La Terre a testé à fond l’effet de serre, et rien n’est arrivé.

Rien n’est arrivé à qui ? Aux humains, c’est certain (il n’y en avait pas), mais il s’est forcément passé des choses.

En fait, la Terre est entrée dans une période glaciaire alors que le CO2 était à des niveaux bien plus élevés que ceux d’aujourd’hui. Quel que soit l’effet réchauffant d’un CO2 superconcentré, il n’a pas pesé par rapport aux autres forces du climat.

Qui a dit le contraire ? C’est ce que dit le GIEC, dans le passé, le CO2 a agit comme une rétro-action positive, c’est a dire que les réchauffements, ont été suivis de rejets de CO2 qui ont amplifié le réchauffement. Le GIEC n’a jamais dit que le CO2 a gouverné le climat par le passé.

En outre, que le CO2 soit d’origine anthropique ou océanique n’a pas d’importance. Il s’agit de la même molécule.

Mais qui a dit le contraire ? C’est une évidence. Par contre, ce qui est très clair, c’est que les hommes, rejettent le CO2 fossile enfoui il y a des centaines de millions d’années. C’est ce Co2, anthropique, qui est hors du cycle de la vie à l’échelle humaine. Nous remettons dans l’atmosphère, en un ou deux siècles, ce que la terre a mis des centaines de millions d’années à enfouir.
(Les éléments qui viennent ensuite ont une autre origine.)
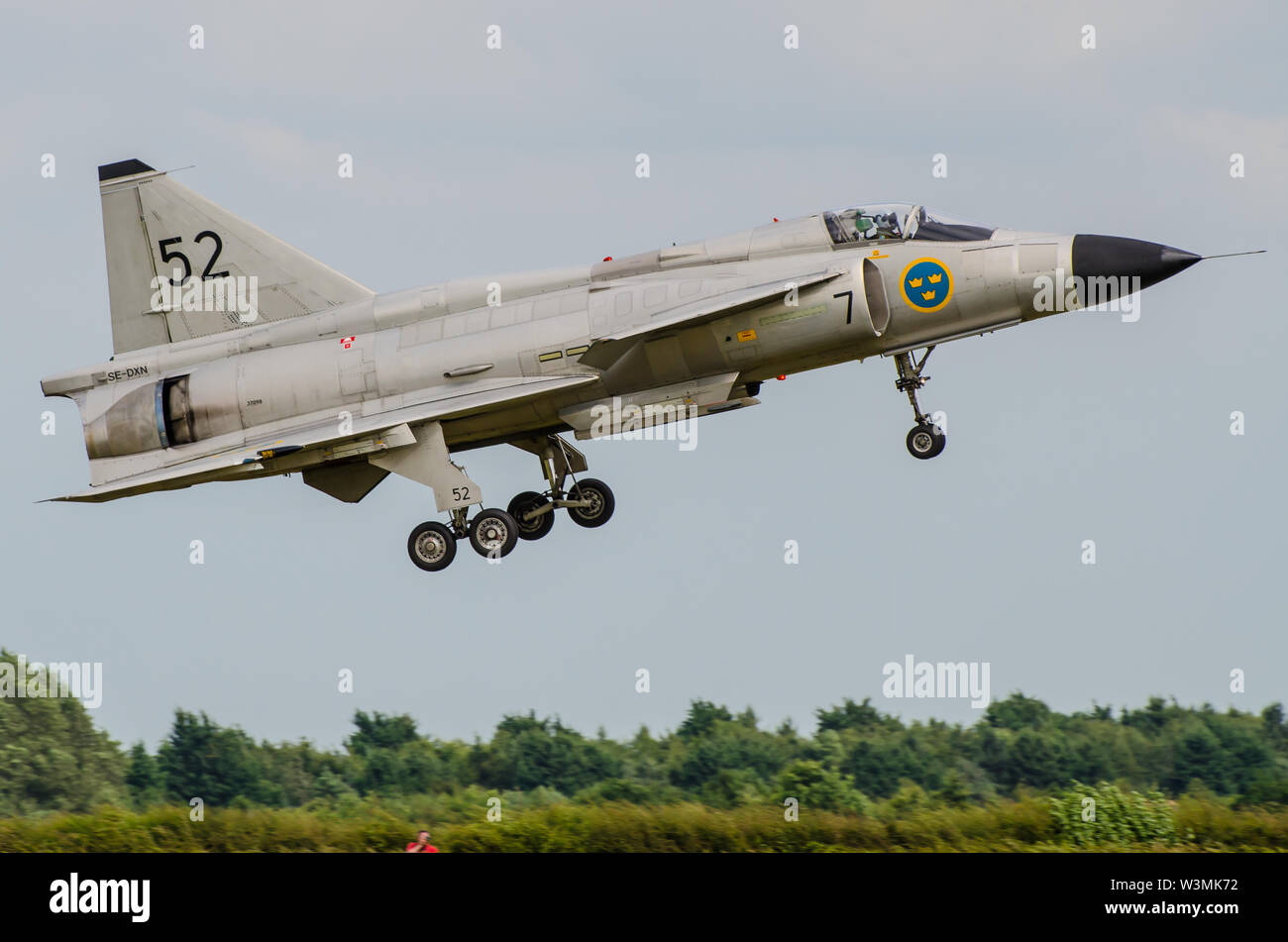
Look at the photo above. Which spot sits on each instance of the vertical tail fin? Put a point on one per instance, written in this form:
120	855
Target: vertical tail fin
156	228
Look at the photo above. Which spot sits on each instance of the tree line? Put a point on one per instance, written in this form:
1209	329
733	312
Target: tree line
53	758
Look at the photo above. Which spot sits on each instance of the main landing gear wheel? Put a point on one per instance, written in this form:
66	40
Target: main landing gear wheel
493	533
432	547
526	503
925	440
600	503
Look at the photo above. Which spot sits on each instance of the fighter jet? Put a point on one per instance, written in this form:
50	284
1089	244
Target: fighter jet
239	357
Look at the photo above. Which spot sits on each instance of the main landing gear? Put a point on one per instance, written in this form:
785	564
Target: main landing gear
493	533
925	440
589	502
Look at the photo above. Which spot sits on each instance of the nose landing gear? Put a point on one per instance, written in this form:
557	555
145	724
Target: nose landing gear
926	439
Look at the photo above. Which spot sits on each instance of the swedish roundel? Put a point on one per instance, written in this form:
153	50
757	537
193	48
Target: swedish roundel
926	284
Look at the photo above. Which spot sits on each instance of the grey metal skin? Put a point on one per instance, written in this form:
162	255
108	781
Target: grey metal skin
369	383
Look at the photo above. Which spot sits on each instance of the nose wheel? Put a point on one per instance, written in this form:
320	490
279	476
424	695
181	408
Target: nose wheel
926	439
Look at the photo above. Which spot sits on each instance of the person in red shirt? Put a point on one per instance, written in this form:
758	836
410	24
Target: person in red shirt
421	844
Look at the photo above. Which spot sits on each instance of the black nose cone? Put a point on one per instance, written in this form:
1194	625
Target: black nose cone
1115	257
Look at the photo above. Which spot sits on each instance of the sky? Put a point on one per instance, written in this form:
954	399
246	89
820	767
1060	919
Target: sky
471	161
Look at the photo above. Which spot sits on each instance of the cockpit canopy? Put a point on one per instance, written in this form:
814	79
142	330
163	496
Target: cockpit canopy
875	222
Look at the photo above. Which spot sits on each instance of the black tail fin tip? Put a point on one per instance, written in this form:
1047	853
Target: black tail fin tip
111	171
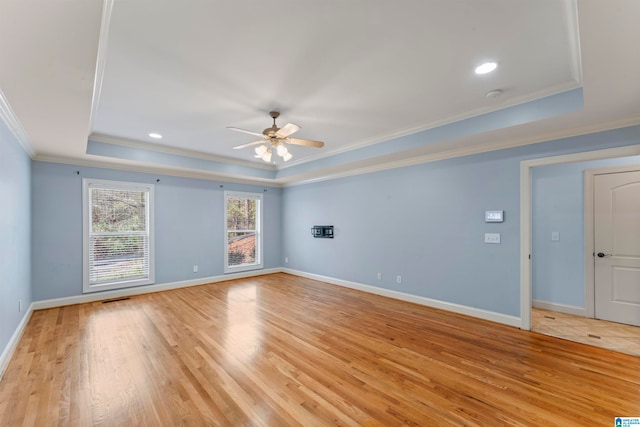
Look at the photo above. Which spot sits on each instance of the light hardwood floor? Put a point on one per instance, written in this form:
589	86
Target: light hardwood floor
600	333
281	350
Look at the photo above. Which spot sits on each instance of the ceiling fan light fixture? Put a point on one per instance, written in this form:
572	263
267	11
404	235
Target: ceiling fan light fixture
486	67
282	150
267	156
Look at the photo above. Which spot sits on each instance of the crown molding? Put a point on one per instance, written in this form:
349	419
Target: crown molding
165	170
11	120
620	123
130	143
550	91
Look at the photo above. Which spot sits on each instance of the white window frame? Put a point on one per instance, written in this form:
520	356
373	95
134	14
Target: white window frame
87	185
259	240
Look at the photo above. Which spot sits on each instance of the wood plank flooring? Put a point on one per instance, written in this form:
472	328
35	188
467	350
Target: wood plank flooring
280	350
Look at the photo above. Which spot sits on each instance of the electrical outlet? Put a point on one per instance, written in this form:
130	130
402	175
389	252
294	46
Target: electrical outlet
492	238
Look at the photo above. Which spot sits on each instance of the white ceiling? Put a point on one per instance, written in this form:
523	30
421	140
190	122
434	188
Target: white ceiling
350	74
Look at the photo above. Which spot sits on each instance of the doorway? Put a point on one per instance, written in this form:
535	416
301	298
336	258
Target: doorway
616	242
527	168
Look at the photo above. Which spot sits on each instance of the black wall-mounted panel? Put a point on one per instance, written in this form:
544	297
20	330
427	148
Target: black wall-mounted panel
322	231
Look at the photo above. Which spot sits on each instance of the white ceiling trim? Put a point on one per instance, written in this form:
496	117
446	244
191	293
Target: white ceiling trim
467	151
132	166
107	139
15	127
550	91
101	60
573	35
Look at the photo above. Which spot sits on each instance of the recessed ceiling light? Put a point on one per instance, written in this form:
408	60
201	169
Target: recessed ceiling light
485	68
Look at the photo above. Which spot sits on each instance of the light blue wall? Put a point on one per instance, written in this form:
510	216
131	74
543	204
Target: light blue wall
426	223
558	205
189	227
15	234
Il faut tout de même se poser quelques questions non ?

Cerise sur le gâteau : profitez-en pour commencer à vous faire une opinions sur la qualité réellement sceptique/scientifique de celui qui vous incite à lire ce manuel (Benoit Ritaud), en affirmant qu’il contient plein de vérités bonnes à dire.

Le CO2… y en a presque pas…

8 mars 2012

C’est un argument régulier chez nos pseudo-sceptiques.

Rendez vous compte ! environ 380 ppm, soit 0,038 % de CO2 pas de quoi fouetter un chat !

Ben voyons…

Les scientifiques qui travaillent sur le climat ne savent pas que 380 ppm c’est pas grand chose ? ils n’ont pas été au collège ?

Et puis tient, une question : combien de ppm de colorant pour que l’eau, qui est transparente, ne le soit plus ?

Il suffit de mettre quelques grains de bleu de méthylène dans de l’eau, soit quelques ppm, pour que l’on se rende compte que l’eau a été colorée.

Et l’atmosphère, est très principalement composée d’éléments transparents aux infra-rouges (Oxygène,  Azote, Argon à 99,9 %)

Donc, il n’est pas a-priori stupide de dire qu’une quantité infime de gaz à effet de serre peut modifier les propriétés radiatives de notre atmosphère, tout comme une quantité infime de colorant peut modifier les propriétés optiques de l’eau. C’est quasiment la même chose, sauf que le bleu de méthylène agit dans le spectre visible de la lumière et le CO2 dans l’infra-rouge, non visible.

Bonjour tout le monde !

8 mars 2012

Pas spécialiste du climat du tout, mais, très énervé par l’usurpation répétée du titre de sceptique dans ce domaine.

Ma modeste ambition est de dénoncer/démonter ces impostures.